Python

Quick Install

python -m pip install hyperarrow

You may also want to test your installation with pytest

python -m pip install pytest
python -c "import hyperarrow as hal; hal.test()"

Usage Example

Writing to a Hyper file

import pyarrow as pa
import hyperarrow as hal

schema = pa.schema(
    [
        ("int16", pa.int16()),
        ("int32", pa.int32()),
        ("int64", pa.int64()),
        ("float64", pa.float64()),
        ("boolean", pa.bool_()),
        ("string", pa.utf8()),
        ("date", pa.date32()),
        ("datetime", pa.timestamp("us")),
    ]
)

tbl = pa.Table.from_pydict(
    {
        "int16": range(3),
        "int32": range(3),
        "int64": range(3),
        "float64": [1.0, 2.0, 3.0],
        "boolean": [True, False, True],
        "string": list("abc"),
        "date": [
            datetime.date(1900, 8, 15),
            datetime.date(1970, 1, 2),
            datetime.date(2021, 12, 23),
        ],
        "datetime": [
            datetime.datetime(1900, 8, 15, 12, 36, 0),
            datetime.datetime(1970, 1, 2, 22, 42, 17, 0),
            datetime.datetime(2021, 12, 23, 14, 32, 59, 0),
        ],
    },
    schema=schema,
)

hal.write_to_hyper(tbl, str(tmp_hyper), "schema", "table")

Reading from Hyper

import hyperarrow as hal

hal.read_from_hyper(str(tmp_hyper), "schema", "table")

Comparison to pantab

The TLDR of HyperArrow’s advantage over pantab pantab is that it provides more native type resolution, while also future-proofing and using an Arrow library that is expected to grow in usage and importance in the data space.

Data Types

Pandas was built using the NumPy type system. While this has served open source analytics communities well, it has some shortcomings that are worth noting.

For starters, integer types are not nullable in the NumPy type system.

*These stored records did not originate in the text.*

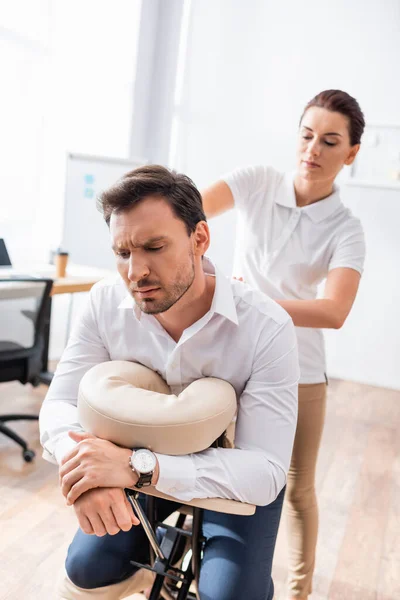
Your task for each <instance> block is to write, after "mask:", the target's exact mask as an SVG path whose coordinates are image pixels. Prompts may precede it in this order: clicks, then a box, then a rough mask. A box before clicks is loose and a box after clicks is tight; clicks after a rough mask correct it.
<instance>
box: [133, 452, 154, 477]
mask: <svg viewBox="0 0 400 600" xmlns="http://www.w3.org/2000/svg"><path fill="white" fill-rule="evenodd" d="M132 464H133V466H134V467H135V469H136V471H138V473H143V474H146V473H151V472H152V471H154V469H155V468H156V464H157V459H156V457H155V456H154V454H153V453H152V452H150V450H142V449H141V450H136V452H135V454H134V455H133V458H132Z"/></svg>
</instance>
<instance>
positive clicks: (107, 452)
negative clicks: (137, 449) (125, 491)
mask: <svg viewBox="0 0 400 600" xmlns="http://www.w3.org/2000/svg"><path fill="white" fill-rule="evenodd" d="M69 436H70V437H71V439H73V440H74V441H75V442H77V445H76V446H75V448H73V449H72V450H70V452H68V453H67V454H66V455H65V456H64V458H63V460H62V462H61V467H60V470H59V475H60V486H61V491H62V493H63V494H64V496H65V497H66V499H67V504H69V505H70V504H74V502H76V500H77V499H78V498H79V497H80V496H81V495H82V494H84V493H85V492H87V491H88V490H91V489H93V488H125V487H132V486H134V485H135V483H136V481H137V475H136V473H134V472H133V471H132V469H131V467H130V465H129V457H130V456H131V454H132V451H131V450H128V449H126V448H120V447H119V446H116V445H115V444H113V443H112V442H108V441H107V440H101V439H100V438H96V437H95V436H94V435H91V434H89V433H83V432H73V431H70V432H69Z"/></svg>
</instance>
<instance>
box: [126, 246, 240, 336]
mask: <svg viewBox="0 0 400 600" xmlns="http://www.w3.org/2000/svg"><path fill="white" fill-rule="evenodd" d="M203 270H204V272H205V273H207V275H213V276H215V290H214V296H213V299H212V303H211V307H210V311H209V312H210V313H211V315H212V314H214V313H217V314H219V315H221V316H222V317H225V318H226V319H229V320H230V321H232V323H235V325H238V323H239V319H238V316H237V311H236V304H235V300H234V297H233V290H232V285H231V282H230V280H229V279H228V278H227V277H225V275H224V274H223V273H222V272H221V271H220V270H219V269H218V268H217V267H216V266H215V265H214V264H213V263H212V262H211V260H210V259H209V258H207V257H206V256H205V257H204V258H203ZM118 308H121V309H131V310H132V309H133V312H134V314H135V317H136V318H137V320H138V321H140V320H141V318H142V315H143V313H142V311H141V310H140V308H139V307H138V306H137V304H136V302H135V301H134V299H133V298H132V296H131V295H130V294H129V293H128V294H127V295H126V296H125V298H124V299H123V300H122V302H121V303H120V304H119V306H118ZM146 316H147V315H146ZM148 316H152V315H148Z"/></svg>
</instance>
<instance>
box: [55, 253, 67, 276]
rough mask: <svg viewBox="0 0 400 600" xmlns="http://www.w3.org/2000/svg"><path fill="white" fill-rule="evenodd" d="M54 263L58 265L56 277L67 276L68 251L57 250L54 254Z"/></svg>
mask: <svg viewBox="0 0 400 600" xmlns="http://www.w3.org/2000/svg"><path fill="white" fill-rule="evenodd" d="M54 264H55V266H56V277H57V278H59V277H65V275H66V273H67V264H68V252H61V250H59V251H57V252H56V254H55V255H54Z"/></svg>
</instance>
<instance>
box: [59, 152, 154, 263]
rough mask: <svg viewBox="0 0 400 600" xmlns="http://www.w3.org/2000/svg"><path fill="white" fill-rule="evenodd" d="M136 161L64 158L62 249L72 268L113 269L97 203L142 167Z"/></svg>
mask: <svg viewBox="0 0 400 600" xmlns="http://www.w3.org/2000/svg"><path fill="white" fill-rule="evenodd" d="M145 163H146V161H144V160H139V159H123V158H108V157H104V156H90V155H85V154H71V153H69V154H68V155H67V171H66V186H65V202H64V222H63V234H62V249H63V250H65V251H66V252H69V260H70V261H71V262H73V263H75V264H79V265H87V266H90V267H98V268H101V269H115V258H114V255H113V252H112V250H111V243H110V238H109V231H108V226H107V225H106V223H105V221H104V219H103V216H102V214H101V213H100V212H99V211H98V210H97V208H96V199H97V197H98V196H99V194H100V193H101V192H102V191H104V190H105V189H107V188H109V187H110V186H111V185H113V184H114V183H115V182H116V181H117V180H118V179H119V178H120V177H122V175H124V174H125V173H127V172H128V171H130V170H132V169H134V168H135V167H139V166H141V165H143V164H145Z"/></svg>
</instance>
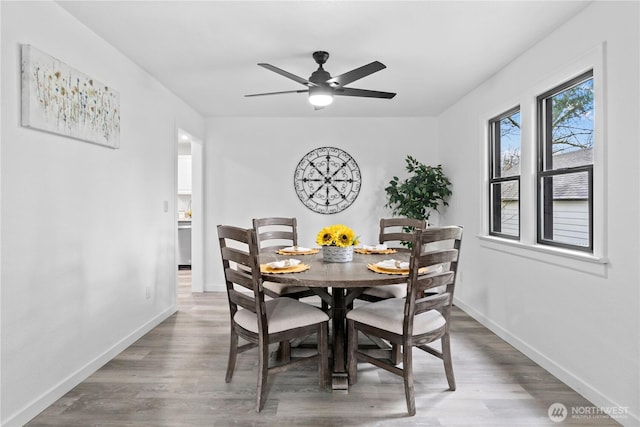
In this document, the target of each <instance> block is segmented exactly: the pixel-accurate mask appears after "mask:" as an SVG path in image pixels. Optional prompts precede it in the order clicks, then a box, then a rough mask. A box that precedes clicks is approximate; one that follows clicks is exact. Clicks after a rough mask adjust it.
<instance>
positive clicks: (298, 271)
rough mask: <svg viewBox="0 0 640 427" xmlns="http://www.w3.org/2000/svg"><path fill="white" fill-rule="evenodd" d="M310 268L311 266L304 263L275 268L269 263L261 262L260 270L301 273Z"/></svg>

In the presence of NULL, arrays are coered to a float type. Due to the nature of floating point arithmetic, this can lead to imprecise calculations after coercion. This also has undesirable effects when working with smaller types (say uint8_t) that occupy a much smaller address space than double_t types in memory.

Pandas attempts to work around this with its own extended type system. Nullable types are often represented in pandas with capital letters (ex: Int64 is a nullable integer, int64 is not). While this may prevent issues with floating point inaccuracies, it introduces memory overhead, design complexity, and to date is not as natively optimized as standard NumPy arrays.

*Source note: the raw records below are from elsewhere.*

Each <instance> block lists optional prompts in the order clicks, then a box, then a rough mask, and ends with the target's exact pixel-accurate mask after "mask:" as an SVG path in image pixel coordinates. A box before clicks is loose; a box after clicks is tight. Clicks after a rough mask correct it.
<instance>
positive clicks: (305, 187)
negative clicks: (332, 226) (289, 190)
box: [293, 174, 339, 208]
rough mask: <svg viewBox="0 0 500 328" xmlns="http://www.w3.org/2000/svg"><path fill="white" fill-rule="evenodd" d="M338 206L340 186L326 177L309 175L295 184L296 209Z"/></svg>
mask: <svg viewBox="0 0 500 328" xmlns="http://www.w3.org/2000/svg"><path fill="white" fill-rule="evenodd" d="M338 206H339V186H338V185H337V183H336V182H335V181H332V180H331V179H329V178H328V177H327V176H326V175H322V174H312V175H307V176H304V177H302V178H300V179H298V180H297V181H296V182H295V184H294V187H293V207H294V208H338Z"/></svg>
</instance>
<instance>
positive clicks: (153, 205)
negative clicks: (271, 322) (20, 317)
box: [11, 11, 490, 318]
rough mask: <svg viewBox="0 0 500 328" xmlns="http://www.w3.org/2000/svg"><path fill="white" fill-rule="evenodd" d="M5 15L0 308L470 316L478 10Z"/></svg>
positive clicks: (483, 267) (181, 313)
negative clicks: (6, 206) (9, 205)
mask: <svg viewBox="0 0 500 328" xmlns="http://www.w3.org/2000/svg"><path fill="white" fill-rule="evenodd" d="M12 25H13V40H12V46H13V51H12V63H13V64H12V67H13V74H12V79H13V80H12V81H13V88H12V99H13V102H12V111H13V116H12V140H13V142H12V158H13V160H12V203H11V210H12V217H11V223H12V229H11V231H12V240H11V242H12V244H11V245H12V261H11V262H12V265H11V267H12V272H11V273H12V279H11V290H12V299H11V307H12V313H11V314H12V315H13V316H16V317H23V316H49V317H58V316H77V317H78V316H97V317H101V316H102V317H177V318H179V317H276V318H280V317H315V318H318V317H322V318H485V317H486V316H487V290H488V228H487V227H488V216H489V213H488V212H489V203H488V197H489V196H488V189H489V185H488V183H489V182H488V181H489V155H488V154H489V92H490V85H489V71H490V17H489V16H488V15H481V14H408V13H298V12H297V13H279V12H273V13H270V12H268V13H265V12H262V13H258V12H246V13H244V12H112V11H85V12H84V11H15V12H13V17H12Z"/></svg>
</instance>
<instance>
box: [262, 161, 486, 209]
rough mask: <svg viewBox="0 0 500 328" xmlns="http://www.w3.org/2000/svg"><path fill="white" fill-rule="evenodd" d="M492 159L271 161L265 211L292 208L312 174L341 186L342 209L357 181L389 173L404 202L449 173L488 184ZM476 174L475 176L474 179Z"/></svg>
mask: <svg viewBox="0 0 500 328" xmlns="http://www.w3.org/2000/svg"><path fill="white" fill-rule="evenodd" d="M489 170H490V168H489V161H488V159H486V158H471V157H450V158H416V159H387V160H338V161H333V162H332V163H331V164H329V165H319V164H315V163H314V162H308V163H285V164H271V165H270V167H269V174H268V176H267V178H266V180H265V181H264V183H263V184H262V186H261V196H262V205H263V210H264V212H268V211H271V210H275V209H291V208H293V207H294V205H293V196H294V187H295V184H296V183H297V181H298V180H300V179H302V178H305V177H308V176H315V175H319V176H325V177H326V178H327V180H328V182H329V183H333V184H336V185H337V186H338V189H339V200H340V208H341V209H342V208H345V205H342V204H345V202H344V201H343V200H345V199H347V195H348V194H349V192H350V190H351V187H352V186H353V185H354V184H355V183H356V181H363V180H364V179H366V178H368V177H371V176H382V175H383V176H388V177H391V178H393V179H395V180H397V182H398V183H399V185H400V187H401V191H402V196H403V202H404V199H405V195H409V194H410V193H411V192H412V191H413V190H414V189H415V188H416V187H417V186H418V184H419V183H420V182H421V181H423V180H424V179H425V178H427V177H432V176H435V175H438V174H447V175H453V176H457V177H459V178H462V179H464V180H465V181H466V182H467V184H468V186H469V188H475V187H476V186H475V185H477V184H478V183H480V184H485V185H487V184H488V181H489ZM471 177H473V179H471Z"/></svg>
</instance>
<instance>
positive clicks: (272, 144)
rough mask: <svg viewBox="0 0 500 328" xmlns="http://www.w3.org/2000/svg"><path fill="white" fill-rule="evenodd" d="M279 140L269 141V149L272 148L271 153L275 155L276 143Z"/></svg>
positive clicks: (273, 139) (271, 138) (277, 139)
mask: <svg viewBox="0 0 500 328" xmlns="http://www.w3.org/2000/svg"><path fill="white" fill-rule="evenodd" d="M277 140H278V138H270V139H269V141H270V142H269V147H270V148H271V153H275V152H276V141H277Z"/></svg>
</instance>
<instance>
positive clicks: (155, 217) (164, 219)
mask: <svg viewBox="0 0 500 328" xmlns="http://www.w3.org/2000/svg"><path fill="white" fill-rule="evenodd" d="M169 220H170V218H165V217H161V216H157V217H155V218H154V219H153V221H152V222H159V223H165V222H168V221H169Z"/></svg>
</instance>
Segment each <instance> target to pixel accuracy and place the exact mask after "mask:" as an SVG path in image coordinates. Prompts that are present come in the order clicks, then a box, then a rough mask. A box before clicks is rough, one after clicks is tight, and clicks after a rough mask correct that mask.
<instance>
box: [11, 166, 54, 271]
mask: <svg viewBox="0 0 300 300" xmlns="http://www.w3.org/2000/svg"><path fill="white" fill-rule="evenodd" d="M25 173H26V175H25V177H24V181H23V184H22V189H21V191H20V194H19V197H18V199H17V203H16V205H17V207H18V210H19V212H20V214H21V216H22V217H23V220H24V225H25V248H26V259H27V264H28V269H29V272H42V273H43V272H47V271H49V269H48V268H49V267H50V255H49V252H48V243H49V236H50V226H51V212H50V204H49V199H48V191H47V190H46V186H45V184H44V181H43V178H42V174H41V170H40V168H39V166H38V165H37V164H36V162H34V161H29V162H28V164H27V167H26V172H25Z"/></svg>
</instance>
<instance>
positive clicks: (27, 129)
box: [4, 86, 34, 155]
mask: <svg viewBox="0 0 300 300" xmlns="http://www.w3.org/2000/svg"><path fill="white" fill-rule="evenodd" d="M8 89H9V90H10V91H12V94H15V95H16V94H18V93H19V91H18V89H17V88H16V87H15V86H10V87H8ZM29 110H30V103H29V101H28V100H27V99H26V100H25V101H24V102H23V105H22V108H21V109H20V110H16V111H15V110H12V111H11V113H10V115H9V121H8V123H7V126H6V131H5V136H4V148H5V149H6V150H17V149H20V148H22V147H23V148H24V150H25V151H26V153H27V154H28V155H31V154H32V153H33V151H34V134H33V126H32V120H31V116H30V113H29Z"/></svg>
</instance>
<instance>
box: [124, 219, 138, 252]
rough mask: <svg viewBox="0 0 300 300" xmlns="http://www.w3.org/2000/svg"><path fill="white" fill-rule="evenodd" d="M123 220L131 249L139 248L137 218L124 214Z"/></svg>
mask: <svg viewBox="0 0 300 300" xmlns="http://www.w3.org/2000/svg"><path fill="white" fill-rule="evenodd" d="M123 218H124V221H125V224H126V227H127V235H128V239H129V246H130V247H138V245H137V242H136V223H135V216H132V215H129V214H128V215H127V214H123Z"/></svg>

By contrast, Arrow has a simplified type system. Primitive types are all supported natively with or without nullability. Fortunately enough, this type system is also closer to what Hyper expects, requiring less ambigous rules for converting between the two formats.

Leveraging the Arrow Format

pantab is built off of pandas, which has its own internal memory representation that isn’t widely compatible with other processes or langauges. Arrow as a project solves this amongst other things. You can read more about what Arrow does in the Apache Arrow Documentation.